The cockpit was relatively quiet, even with all the commotion we created. Tires screeching, rear end fishtailing, burning rubber all the way to the third level.
On the way up, I told Sandy, “It sounds worse than it is!”
“Off!” One final command and the powerful machine instantly fell into motionless repose.
“Jack! Driving with you feels like sitting in a rocket sled perched on a banana peel. I feel like I just lifted off in the space shuttle. You’re impossible! Really, Jack, you try sitting in the death seat with someone driving like that! I nearly put my foot through the floor trying to stop the car myself.” Sandy threatened with a look like she’d never get in my car again. This time I think she meant it.
“We have to take the elevator. This skirt is too tight for me to climb stairs.” I was laughing, exhilarated as we hurried towards the exit. Sandy was trying her best to keep up, one hand on my shoulder the other on my arm for balance. I pushed the button and showed her my watch, “See we made it.”

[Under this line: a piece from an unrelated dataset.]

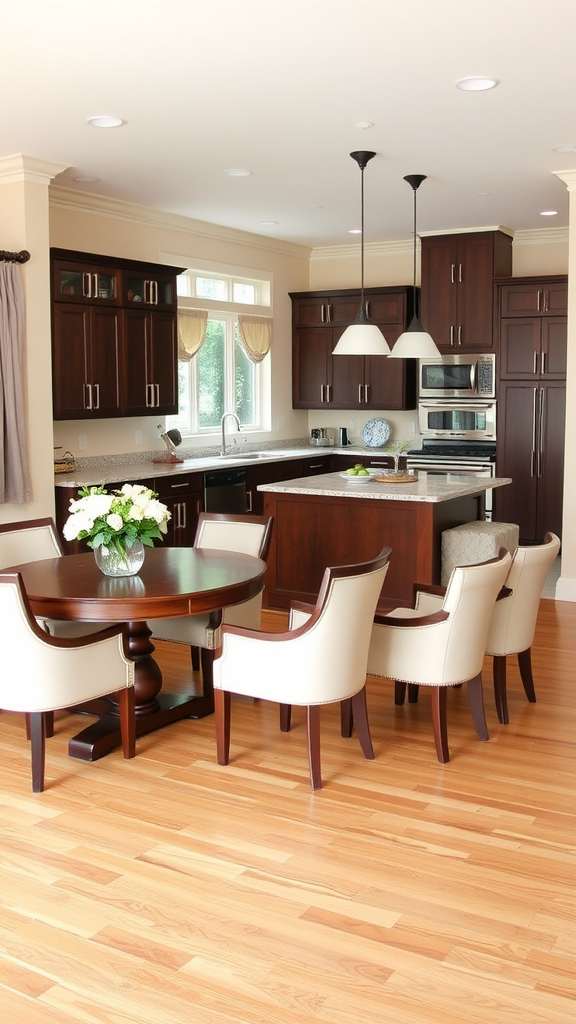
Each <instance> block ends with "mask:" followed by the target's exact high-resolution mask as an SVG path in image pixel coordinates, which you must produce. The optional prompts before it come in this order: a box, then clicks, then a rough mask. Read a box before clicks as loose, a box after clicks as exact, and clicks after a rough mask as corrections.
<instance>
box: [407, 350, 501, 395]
mask: <svg viewBox="0 0 576 1024" xmlns="http://www.w3.org/2000/svg"><path fill="white" fill-rule="evenodd" d="M418 393H419V397H420V399H422V398H495V397H496V359H495V356H494V354H493V353H491V352H488V353H487V354H485V355H477V354H468V353H464V352H459V353H458V354H456V353H454V354H452V353H451V354H450V355H442V356H440V357H439V358H436V359H420V365H419V385H418Z"/></svg>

“Jack, we’ve only made it to the elevator,” she said slightly exaggerated, out of breath. She was shaking a bit. I grabbed her by the shoulders and looked down deep into her eyes.
“Don’t worry, I sent everyone a text before we left to hold off for 20 minutes. I just wanted to take you for a ride and have some fun. Wasn’t that an awesome adrenaline rush?”
“I just didn’t want them to blame me for making you late.” Sandy’s eyes were a little watery. She grabbed a tissue out of her purse and dabbed them dry.
“It wouldn’t have been your fault. Don’t cry Honey; I’m sorry you’re upset.”